Cyclodextrin-Based Nanoparticles for Delivery of Antisense Oligonucleotides Targeting Huntingtin

Huntington's disease (HD) is a progressive inherited neurodegenerative disease caused by a CAG repeat expansion in the huntingtin gene, which is translated into the pathologic mutant huntingtin (mHTT) protein. Despite the great potential of HTT lowering strategies and the numerous antisense oligonucleotides (ASOs) in pre- and clinical trials, sustained silencing of mHTT has not been achieved. As a strategy to improve ASO delivery, cyclodextrin-based nanoparticles (CDs) offer a promising approach. Here, three CDs with distinct chemical structures were designed and their efficacies were compared as potential platforms for the delivery of ASO targeting HTT. Results using striatal neurons and HD patient-derived fibroblasts indicate that modified gamma-CDs exhibited the best uptake efficiency and successfully downregulated mHTT at protein and allele levels. The incorporation of the brain-targeting peptide RVG into the modified gamma-CDs showed greater downregulation of mHTT protein and HD-causing allele SNP1 than untargeted ones in an in vitro blood-brain barrier model.
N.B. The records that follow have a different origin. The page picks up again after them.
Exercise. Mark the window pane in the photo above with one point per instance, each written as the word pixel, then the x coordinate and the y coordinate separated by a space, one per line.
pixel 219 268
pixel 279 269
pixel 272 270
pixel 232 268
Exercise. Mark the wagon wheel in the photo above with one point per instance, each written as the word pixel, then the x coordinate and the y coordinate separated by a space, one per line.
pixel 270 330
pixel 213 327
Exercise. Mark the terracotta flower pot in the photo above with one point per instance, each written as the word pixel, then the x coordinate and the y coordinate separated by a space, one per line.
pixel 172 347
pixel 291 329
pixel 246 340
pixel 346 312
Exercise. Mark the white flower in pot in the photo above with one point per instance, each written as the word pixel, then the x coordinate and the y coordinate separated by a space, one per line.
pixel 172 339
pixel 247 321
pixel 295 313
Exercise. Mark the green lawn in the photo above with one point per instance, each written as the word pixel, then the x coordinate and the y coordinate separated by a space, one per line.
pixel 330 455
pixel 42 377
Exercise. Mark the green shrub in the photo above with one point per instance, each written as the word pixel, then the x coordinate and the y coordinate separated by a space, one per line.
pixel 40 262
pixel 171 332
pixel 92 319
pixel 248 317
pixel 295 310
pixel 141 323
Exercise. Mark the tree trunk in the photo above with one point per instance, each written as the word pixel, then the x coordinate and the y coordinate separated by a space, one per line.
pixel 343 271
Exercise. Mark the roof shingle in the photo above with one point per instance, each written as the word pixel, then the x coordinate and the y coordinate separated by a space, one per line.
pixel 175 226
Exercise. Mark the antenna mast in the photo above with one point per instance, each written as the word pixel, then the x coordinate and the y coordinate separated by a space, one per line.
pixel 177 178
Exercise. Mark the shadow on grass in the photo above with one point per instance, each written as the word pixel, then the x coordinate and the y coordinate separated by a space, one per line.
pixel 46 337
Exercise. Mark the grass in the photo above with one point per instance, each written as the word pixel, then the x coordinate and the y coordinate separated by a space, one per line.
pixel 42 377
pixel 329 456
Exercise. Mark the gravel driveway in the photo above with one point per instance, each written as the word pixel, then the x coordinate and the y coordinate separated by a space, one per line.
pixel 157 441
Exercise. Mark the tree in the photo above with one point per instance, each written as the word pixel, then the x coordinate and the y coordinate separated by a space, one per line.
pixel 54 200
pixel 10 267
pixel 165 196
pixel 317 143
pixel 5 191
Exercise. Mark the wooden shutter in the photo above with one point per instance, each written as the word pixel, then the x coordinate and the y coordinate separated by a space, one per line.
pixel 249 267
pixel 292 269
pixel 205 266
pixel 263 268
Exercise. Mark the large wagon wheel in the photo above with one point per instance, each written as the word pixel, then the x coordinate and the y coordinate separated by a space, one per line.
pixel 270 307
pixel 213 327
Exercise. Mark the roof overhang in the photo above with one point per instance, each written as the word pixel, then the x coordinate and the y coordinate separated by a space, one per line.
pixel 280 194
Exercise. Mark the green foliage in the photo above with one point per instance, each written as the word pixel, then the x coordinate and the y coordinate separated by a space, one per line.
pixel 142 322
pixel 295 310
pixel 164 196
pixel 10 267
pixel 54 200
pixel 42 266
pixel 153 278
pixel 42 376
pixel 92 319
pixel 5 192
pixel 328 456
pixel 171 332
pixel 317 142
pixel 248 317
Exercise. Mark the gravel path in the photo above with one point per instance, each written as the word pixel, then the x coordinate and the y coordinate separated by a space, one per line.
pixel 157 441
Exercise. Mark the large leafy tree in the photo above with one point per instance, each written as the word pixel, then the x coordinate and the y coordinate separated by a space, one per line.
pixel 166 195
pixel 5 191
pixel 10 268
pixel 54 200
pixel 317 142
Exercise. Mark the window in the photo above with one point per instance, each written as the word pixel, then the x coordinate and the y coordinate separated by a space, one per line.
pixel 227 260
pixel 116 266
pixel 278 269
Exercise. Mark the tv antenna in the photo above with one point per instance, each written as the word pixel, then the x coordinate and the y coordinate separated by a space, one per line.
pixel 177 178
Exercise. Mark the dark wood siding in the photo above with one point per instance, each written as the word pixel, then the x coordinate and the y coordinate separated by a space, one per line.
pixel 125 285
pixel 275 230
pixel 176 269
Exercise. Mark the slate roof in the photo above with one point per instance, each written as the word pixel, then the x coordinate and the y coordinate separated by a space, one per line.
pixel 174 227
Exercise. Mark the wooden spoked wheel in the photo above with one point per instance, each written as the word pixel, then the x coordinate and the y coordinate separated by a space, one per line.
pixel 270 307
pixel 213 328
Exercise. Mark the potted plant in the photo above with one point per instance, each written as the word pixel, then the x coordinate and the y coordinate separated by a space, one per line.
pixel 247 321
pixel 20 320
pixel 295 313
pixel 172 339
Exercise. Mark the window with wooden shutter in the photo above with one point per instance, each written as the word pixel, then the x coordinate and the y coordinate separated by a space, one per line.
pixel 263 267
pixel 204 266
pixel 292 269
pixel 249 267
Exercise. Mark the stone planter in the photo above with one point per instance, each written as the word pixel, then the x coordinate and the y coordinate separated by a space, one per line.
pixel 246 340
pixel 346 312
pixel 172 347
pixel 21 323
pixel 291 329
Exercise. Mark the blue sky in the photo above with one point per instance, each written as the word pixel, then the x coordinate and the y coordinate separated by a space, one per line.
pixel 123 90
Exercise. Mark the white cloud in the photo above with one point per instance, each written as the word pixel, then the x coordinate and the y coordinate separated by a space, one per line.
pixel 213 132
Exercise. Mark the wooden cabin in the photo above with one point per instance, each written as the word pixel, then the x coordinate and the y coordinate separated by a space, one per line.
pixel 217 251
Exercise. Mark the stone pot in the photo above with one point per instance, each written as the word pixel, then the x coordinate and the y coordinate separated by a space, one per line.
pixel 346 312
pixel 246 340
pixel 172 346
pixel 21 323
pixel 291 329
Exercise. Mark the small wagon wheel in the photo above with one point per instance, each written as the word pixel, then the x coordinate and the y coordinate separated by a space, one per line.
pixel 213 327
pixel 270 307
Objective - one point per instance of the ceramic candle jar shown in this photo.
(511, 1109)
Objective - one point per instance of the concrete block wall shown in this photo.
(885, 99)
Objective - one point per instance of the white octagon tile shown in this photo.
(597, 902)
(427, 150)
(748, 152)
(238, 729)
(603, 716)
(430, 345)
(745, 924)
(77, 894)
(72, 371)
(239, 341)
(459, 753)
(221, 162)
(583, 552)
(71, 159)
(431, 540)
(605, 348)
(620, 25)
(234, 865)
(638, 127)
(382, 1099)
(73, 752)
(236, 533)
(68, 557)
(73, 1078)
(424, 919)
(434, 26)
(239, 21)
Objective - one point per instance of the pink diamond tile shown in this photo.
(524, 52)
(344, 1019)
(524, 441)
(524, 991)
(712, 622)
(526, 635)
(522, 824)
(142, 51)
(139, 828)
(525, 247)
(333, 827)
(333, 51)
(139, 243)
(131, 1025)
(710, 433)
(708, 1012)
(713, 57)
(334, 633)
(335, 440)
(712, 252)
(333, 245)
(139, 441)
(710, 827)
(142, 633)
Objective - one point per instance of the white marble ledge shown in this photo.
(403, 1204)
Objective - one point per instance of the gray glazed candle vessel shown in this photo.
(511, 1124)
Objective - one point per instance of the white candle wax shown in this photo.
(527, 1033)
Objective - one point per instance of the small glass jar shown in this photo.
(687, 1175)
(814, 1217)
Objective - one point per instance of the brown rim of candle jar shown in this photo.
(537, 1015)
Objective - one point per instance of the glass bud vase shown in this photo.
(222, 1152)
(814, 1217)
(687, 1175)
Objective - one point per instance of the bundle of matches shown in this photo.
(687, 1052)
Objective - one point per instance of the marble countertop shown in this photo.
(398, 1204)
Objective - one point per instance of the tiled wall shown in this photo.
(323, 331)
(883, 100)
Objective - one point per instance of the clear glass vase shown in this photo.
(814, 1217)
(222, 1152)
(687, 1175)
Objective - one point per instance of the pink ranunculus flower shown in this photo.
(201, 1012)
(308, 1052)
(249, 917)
Although the ASO sequence was designed as a nonallele-specific therapeutic approach, our strategy gives an additional benefit of some mHTT selectivity. Overall, this study demonstrated the CD platform's feasibility for delivering ASO-based therapeutics for HD treatment.

Automated summary

Huntington's disease (HD) is a neurodegenerative disease caused by a genetic mutation, and effective treatment options are still lacking. In this study, cyclodextrin-based nanoparticles (CDs) were used as a delivery system for antisense oligonucleotides (ASOs) to target the mutant huntingtin (mHTT) protein. Modified gamma-CDs showed the highest efficiency in delivering ASOs and successfully downregulated the levels of mHTT protein. Incorporating a brain-targeting peptide into the modified gamma-CDs further improved the downregulation effect. This study demonstrates the feasibility of using CDs as a platform for delivering ASO-based therapeutics for the treatment of HD.